Thanks for the timestamped log, and as I said, I'll see if I can repro this next week.

The SIGTERM signal should be handled by default since .NET Core 1.1 if i am correct? Also as you can see in the screenshot from Stackdriver logging, the shutdown process does get triggered by Kubernetes.

I also tried to extend the 30 second period to 10 minutes in the workload yaml file but without luck. The service, however, does shutdown before the 10 minutes, but without deleting the Pub/Sub subscription, indicating that an exception forced the process to terminate.

Do you know if it is both ingress and egress traffic that is blocked for the pod?

I've added an integration test that does a lot of stopping/starting of subscribers, but I have not seen any problems when running it many times.
I have only run it on a Windows desktop (full framework and core) though, so if the problem is much more related to Docker I will not have seen it. I'll experiment with Docker containers and Kubernetes shortly.

And as far as I know only ingress traffic is blocked; and it's not exactly blocked, it's just that the load-balancer will not send any further new connections to the pod.

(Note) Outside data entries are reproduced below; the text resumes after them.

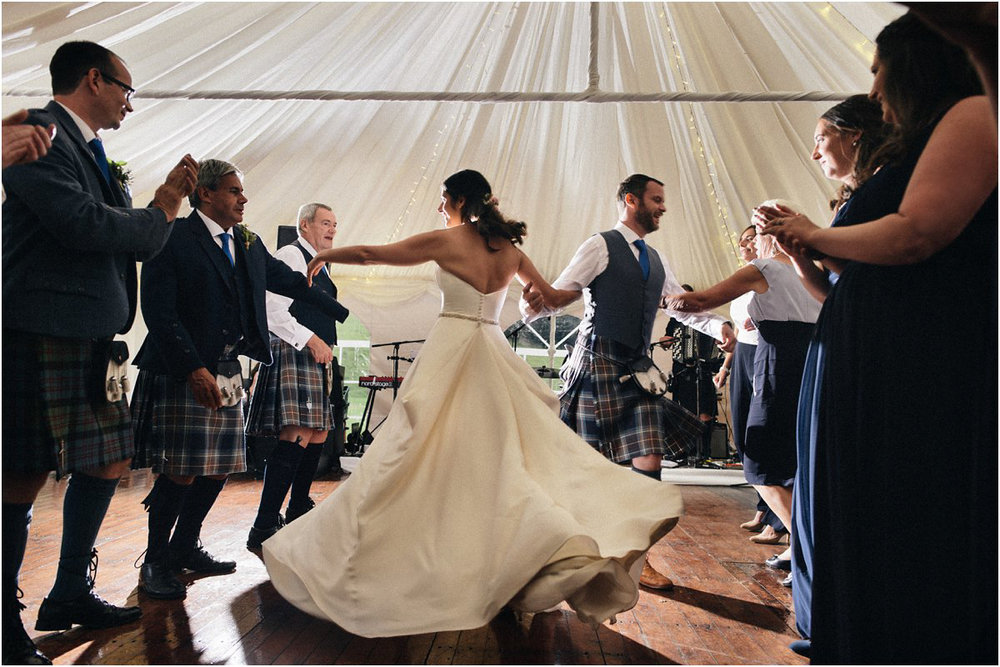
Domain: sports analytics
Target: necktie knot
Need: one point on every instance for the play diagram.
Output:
(97, 148)
(224, 237)
(643, 257)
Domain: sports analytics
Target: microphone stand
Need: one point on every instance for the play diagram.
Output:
(395, 359)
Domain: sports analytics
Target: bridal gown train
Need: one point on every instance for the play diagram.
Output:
(473, 495)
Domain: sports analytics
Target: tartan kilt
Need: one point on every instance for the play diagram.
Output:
(55, 413)
(292, 391)
(176, 435)
(618, 418)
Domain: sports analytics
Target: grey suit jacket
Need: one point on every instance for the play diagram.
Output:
(71, 240)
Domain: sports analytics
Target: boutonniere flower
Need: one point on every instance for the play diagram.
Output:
(247, 236)
(120, 173)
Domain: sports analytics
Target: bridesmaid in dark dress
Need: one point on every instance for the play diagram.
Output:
(847, 139)
(905, 427)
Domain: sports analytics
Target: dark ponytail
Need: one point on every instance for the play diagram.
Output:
(480, 208)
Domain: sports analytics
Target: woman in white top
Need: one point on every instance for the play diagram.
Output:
(783, 312)
(739, 364)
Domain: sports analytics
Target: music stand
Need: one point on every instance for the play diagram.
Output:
(361, 437)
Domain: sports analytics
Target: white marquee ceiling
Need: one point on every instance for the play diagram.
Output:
(369, 106)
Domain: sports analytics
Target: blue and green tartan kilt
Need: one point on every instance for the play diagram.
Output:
(618, 418)
(292, 391)
(55, 413)
(176, 435)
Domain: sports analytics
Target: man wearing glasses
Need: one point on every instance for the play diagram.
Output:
(70, 242)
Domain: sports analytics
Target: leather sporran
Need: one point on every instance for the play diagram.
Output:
(646, 375)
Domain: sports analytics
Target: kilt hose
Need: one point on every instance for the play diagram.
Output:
(176, 435)
(617, 418)
(292, 391)
(55, 412)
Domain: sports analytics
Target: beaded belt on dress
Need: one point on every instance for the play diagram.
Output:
(471, 318)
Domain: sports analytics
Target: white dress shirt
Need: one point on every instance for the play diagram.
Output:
(214, 229)
(88, 134)
(590, 261)
(279, 321)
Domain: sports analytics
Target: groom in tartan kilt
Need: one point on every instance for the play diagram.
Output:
(203, 300)
(623, 281)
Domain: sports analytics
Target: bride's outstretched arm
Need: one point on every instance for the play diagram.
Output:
(417, 249)
(534, 283)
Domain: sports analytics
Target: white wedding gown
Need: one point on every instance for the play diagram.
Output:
(473, 495)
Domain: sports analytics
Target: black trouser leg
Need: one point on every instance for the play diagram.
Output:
(163, 503)
(200, 497)
(84, 506)
(304, 475)
(281, 469)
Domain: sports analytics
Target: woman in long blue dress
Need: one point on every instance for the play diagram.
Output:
(903, 433)
(846, 142)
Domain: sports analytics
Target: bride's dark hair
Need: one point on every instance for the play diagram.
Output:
(480, 207)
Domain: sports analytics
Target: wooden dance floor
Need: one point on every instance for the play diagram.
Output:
(727, 608)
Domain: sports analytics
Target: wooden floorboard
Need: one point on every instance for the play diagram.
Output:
(726, 608)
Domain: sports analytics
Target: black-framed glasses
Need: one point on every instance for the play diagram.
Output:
(129, 90)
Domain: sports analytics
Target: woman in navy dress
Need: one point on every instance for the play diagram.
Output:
(904, 427)
(846, 143)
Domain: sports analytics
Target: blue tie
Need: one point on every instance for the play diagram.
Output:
(225, 236)
(643, 258)
(97, 148)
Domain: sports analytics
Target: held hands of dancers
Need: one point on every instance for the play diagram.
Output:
(793, 231)
(179, 184)
(24, 143)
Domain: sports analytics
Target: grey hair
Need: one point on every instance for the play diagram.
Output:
(308, 212)
(210, 172)
(767, 246)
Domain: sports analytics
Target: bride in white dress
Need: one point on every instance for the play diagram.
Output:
(474, 495)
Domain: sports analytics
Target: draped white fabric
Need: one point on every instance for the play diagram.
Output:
(369, 106)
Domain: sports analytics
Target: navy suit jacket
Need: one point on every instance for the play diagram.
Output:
(71, 240)
(188, 293)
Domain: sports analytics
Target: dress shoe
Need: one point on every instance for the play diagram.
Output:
(199, 560)
(157, 581)
(768, 536)
(88, 610)
(776, 563)
(257, 535)
(293, 512)
(18, 649)
(801, 646)
(650, 578)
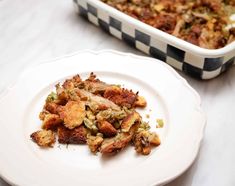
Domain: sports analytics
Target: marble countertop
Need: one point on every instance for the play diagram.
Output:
(35, 31)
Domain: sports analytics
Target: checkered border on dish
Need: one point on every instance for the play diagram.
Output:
(196, 66)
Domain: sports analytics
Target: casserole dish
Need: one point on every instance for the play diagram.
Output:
(191, 59)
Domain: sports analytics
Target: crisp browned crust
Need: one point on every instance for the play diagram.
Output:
(74, 136)
(115, 144)
(107, 129)
(143, 141)
(121, 97)
(140, 102)
(51, 122)
(75, 81)
(44, 138)
(94, 143)
(130, 120)
(101, 115)
(52, 107)
(73, 114)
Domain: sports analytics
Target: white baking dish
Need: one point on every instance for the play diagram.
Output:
(191, 59)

I've reproduced this on GKE.

The call to StopAsync() when shutdown by a GKE pod shutdown throws the following exception:

System.InvalidOperationException: Shutdown has already been called
         at Grpc.Core.Internal.CompletionQueueSafeHandle.BeginOp()
         at Grpc.Core.Internal.CallSafeHandle.StartSendMessage(ISendCompletionCallback callback, Byte[] payload, WriteFlags writeFlags, Boolean sendEmptyInitialMetadata)
         at Grpc.Core.Internal.AsyncCallBase`2.SendMessageInternalAsync(TWrite msg, WriteFlags writeFlags)
         at Google.Api.Gax.Grpc.BufferedClientStreamWriter`1.Request.WriteTo(IClientStreamWriter`1 writer)
         at Google.Api.Gax.Grpc.BufferedClientStreamWriter`1.WriteAsyncImpl(T message, WriteOptions options, Boolean modifyOptions, Boolean throwOnError)
         at Google.Cloud.PubSub.V1.SubscriberClientImpl.SingleChannel.<Push>d__22.MoveNext()

So it looks like gRPC has already shutdown. I don't yet know why, I'll investigate.

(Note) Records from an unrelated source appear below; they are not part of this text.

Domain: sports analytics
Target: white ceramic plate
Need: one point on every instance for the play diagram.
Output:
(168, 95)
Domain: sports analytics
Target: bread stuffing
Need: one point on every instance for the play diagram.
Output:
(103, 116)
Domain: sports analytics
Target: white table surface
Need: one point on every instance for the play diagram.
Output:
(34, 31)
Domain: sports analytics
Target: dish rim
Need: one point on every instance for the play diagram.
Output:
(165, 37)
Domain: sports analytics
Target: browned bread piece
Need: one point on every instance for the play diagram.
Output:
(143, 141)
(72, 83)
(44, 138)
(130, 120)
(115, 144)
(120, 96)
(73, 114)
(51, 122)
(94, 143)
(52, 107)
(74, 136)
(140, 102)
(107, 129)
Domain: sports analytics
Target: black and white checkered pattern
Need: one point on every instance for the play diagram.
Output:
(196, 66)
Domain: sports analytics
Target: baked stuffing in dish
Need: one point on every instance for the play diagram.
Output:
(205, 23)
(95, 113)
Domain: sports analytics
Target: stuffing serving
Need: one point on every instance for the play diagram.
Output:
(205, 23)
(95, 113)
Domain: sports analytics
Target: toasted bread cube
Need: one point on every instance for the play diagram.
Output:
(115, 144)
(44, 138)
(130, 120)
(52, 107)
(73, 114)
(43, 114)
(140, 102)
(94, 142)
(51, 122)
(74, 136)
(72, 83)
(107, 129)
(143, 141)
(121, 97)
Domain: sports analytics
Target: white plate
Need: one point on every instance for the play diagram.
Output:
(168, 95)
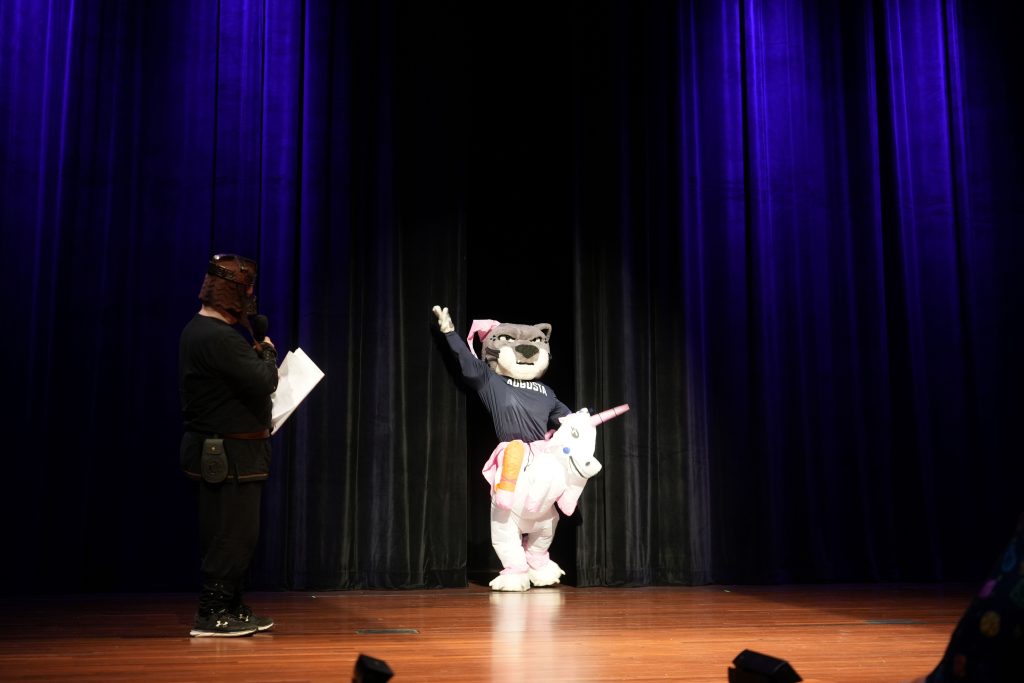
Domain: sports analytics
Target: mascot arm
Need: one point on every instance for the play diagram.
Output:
(443, 319)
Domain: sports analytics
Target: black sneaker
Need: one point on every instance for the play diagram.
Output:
(221, 625)
(246, 616)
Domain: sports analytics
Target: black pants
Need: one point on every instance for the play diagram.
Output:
(228, 523)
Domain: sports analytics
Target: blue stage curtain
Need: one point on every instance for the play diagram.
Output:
(785, 232)
(808, 239)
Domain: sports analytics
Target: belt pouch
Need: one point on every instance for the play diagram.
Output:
(214, 461)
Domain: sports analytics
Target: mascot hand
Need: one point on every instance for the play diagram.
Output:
(443, 319)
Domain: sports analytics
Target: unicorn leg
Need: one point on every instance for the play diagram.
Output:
(507, 541)
(543, 570)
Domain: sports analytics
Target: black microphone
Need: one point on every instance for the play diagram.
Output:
(260, 324)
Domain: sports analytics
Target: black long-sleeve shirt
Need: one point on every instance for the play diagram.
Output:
(225, 388)
(519, 409)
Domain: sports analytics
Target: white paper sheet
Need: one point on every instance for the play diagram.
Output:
(296, 378)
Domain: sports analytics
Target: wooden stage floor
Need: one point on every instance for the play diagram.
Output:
(855, 634)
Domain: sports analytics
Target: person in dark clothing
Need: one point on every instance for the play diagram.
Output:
(225, 384)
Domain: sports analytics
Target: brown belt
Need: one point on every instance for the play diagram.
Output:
(249, 435)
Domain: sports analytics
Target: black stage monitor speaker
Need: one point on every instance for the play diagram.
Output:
(753, 667)
(369, 670)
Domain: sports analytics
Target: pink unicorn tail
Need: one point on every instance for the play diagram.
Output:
(604, 416)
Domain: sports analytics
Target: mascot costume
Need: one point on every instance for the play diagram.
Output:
(535, 467)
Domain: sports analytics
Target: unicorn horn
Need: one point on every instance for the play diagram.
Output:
(604, 416)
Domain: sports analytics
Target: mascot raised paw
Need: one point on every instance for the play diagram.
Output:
(546, 454)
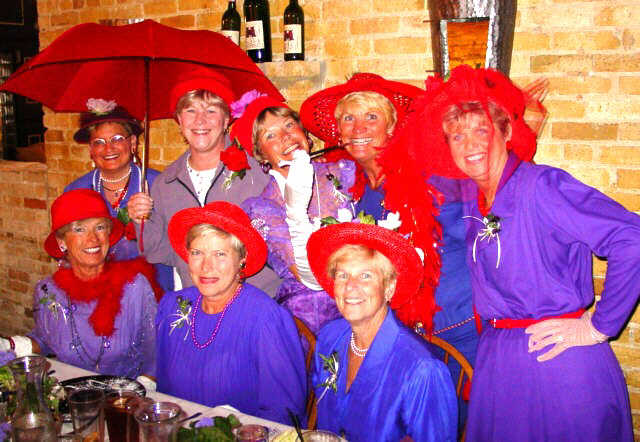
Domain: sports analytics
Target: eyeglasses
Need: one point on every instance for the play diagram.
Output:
(116, 140)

This is because gRPC registers its own shutdown hook which closes all channels, as discussed in https://github.com/grpc/grpc/issues/14856

I'll see if there's a way to work around this, or whether we need to request a change to gRPC to support this.

Thanks for the effort you have put into reproducing this issue. I'm glad to see that the problem is now detected (at least fairly certain). I'm surprised that gRPC has flagged this as P2 and not P1 since it currently does not comply with ASP.NET Core life cycles.

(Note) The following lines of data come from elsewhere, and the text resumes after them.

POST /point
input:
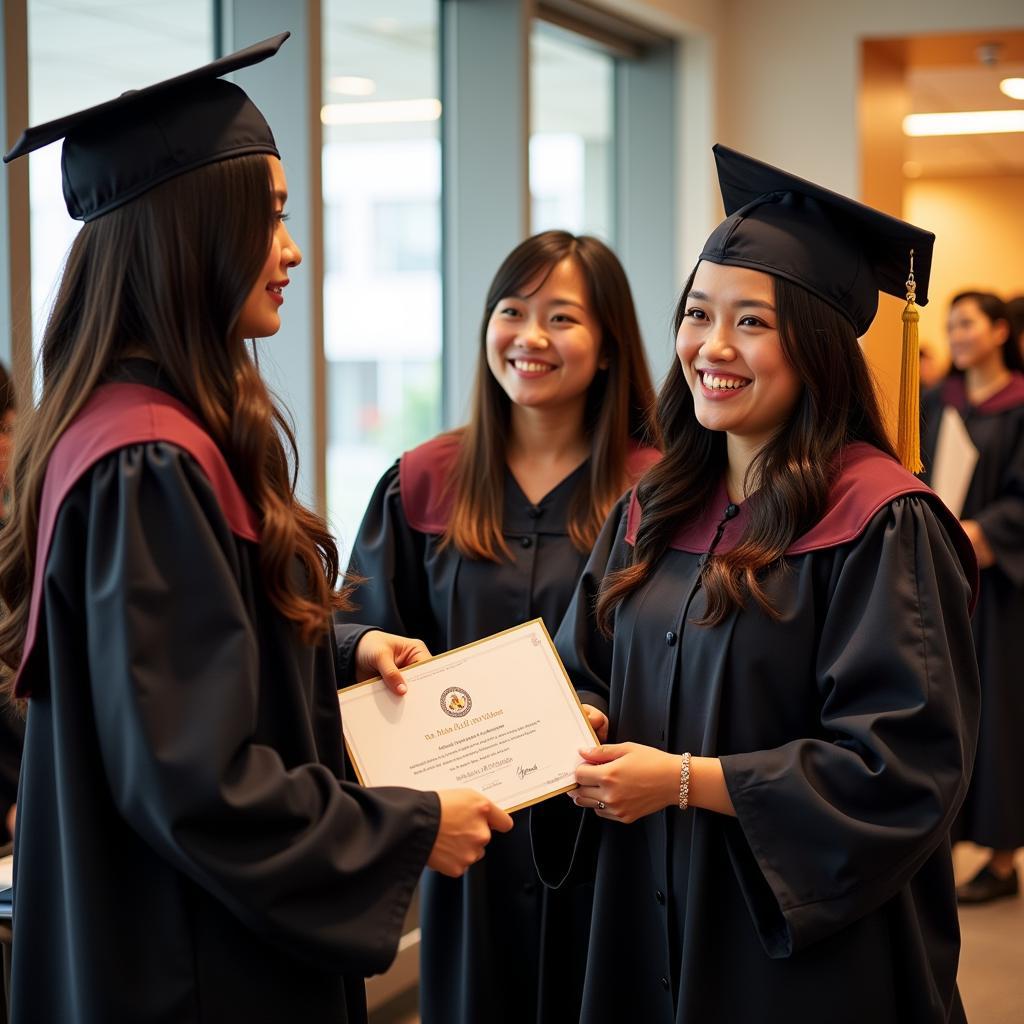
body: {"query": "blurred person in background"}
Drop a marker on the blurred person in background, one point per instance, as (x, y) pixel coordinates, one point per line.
(986, 388)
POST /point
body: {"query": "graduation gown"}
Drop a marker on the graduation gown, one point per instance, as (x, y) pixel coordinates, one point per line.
(846, 731)
(188, 849)
(496, 946)
(993, 811)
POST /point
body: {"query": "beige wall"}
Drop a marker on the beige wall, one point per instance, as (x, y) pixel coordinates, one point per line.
(979, 227)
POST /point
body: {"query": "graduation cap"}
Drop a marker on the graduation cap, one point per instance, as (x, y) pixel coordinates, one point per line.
(117, 151)
(840, 250)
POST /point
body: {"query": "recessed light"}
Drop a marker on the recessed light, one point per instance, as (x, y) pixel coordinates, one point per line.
(964, 123)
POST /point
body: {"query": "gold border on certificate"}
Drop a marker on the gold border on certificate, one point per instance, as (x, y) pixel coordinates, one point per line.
(546, 636)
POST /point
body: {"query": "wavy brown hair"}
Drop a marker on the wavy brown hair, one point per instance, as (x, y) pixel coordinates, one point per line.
(794, 471)
(620, 407)
(166, 276)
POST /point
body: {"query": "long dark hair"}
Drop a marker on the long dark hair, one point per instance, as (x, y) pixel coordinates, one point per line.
(620, 401)
(167, 275)
(794, 470)
(994, 309)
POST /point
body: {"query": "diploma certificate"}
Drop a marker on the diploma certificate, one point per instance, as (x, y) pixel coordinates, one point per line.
(499, 716)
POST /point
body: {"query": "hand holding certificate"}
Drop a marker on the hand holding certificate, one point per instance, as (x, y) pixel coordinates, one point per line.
(498, 716)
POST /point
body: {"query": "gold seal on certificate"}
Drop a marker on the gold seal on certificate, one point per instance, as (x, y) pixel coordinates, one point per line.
(499, 716)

Do you have an idea of when we can expect a fix? (we currently have to clean up subscriptions manually)

@fromm1990 I suspect the gRPC issue hasn't considered this in relation with the ASP.NET Core life-cycle. I'll chat with @jtattermusch and see how we can make progress on this. I'm not sure how long this will take, but I'll keep this issue updated.

This is definitely caused by the gRPC shutdown code. @jtattermusch and I have discussed it, and will work to get a fix done in gRPC as soon as possible. gRPC shutdown is moderately complex however, so this may take a week or two.
Unfortunately we don't know of a workaround to use in the meantime.

A gRPC fix is being reviewed now: https://github.com/grpc/grpc/pull/15975
If no unexpected problems occur, then we expect to have a new gRPC release, and a new pubsub release by early next week.

Version 1.13.1 of gRPC has just been released which should fix this problem.
I will test and prepare a new beta release of pubsub tomorrow.
(And it appears that somone has already tried it successfully: https://github.com/grpc/grpc/issues/14856#issuecomment-405378149 )

Grpc version 1.13.1 does fix the Kubernetes shutdown problem. I will release a new version of pubsub with this new dependency.

Google.Cloud.PubSub.V1 1.0.0-beta19 released which fixes the kubernetes shutdown issue.

Thanks @chrisdunelm for the effort you have put into solving this issue!